Can you confirm if mountall and/or mount.cifs are running when the system is in this state?

It does appear that mount.cifs is still attempting to read the CIFS passwords directly from /dev/tty7.

Revision history for this message
Gema Gomez (gema) wrote :

Yes, mountall and mount.cifs are running when the system is there:

1 0 314 1 20 0 30552 1484 poll_s S ? 0:00 mountall --daemon
0 0 1174 314 20 0 21936 908 wait S ? 0:00 mount -t cifs -o user,user=gema //nasi/data /home/gema/data
4 0 1177 1174 20 0 8564 404 wait S ? 0:00 /sbin/mount.cifs //nasi/data /home/gema/data -o rw,noexec,nosuid,nodev,user,user=gema
5 0 1179 1177 20 0 10668 740 n_tty_ S ? 0:00 /sbin/mount.cifs //nasi/data /home/gema/data -o rw,noexec,nosuid,nodev,user,user=gema
0 1000 2881 2863 20 0 13388 924 pipe_w S+ tty1 0:00 grep mount

Revision history for this message
James Hunt (jamesodhunt) wrote :

Hi Gema,

The problem then is that mountall is left prompting but meantime X has started on the same tty. I don't see how mountall could be changed to deal with this scenario automatically though since the only way to signify that a particular CIFS mount requires a password is via the options specified for that mount point in /etc/fstab. That said, the resultant problem you're observing is clearly something we want to avoid!

We could potentially add a new Upstart job that specifies "start on filesystem", waits for a few seconds (ugh) and then forcibly stops mountall if it is still running along with displaying a message that fstab mount options may be bad. This is ugly, but would atleast give users an indication that recent /etc/fstab changes may cause problems.

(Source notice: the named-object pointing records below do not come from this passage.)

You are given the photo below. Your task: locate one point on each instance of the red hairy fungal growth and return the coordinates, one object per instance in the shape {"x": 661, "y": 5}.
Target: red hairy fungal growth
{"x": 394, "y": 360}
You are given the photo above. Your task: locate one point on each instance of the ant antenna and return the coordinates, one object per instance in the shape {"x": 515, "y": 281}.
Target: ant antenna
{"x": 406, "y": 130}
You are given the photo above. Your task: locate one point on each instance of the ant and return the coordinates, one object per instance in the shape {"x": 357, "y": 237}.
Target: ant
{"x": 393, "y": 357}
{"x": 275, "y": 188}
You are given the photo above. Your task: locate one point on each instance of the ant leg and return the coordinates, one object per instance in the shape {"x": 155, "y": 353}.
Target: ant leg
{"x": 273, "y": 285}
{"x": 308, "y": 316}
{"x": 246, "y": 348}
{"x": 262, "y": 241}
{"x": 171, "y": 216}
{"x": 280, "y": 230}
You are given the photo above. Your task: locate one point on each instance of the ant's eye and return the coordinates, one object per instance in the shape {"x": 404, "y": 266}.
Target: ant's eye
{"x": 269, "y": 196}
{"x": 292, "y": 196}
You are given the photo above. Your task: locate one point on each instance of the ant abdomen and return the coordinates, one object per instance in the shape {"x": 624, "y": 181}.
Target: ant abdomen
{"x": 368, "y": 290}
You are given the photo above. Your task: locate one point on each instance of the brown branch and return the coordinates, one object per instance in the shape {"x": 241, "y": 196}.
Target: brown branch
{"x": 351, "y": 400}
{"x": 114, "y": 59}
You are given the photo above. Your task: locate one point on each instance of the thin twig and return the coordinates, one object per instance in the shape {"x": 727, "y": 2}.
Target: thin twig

So ultimately, this is a configuration error I think. There are a number of ways to work around the problem:

- add "noauto" to mount options in /etc/fstab (as Gema states).
- add "guest" to mount options in /etc/fstab.
- add "bootwait" to mount options in /etc/fstab to make mountall wait until the user has entered the password.
- use the automounter instead ("sudo apt-get install autofs" and add mount details to appropriate /etc/auto.* file)
- use a user mount (gvfs-mount) if the data on the remote FS isn't required until user login.

What would be good is if we could contrive a mntctl option that could be run that would atleast warn if it detected an fstab entry that could block for user input.

affects: ubuntu → mountall (Ubuntu)
Revision history for this message
Steve Langasek (vorlon) wrote :

James, it seems to me in this particular case that we could also address this by making the mountall job be 'console log' by default instead of 'console output'. Do you see any reason not to do that?

> What would be good is if we could contrive a mntctl option that could be run that
> would atleast warn if it detected an > fstab entry that could block for user input.

Hmm, my personal impression is that this is poking through too many layers... mounts aren't meant to be interactive at boot time in the first place, I'd rather we just disallow prompting from mountall (and child processes).

Changed in mountall (Ubuntu):
importance: Undecided → Medium
Revision history for this message
Steve Langasek (vorlon) wrote :

FWIW, I've just changed mountall to use the default 'console log' instead of 'console output' in the upload of 2.50 to Debian unstable (which should be syncable to saucy soon), but didn't catch this bug in the changelog - so closing it manually.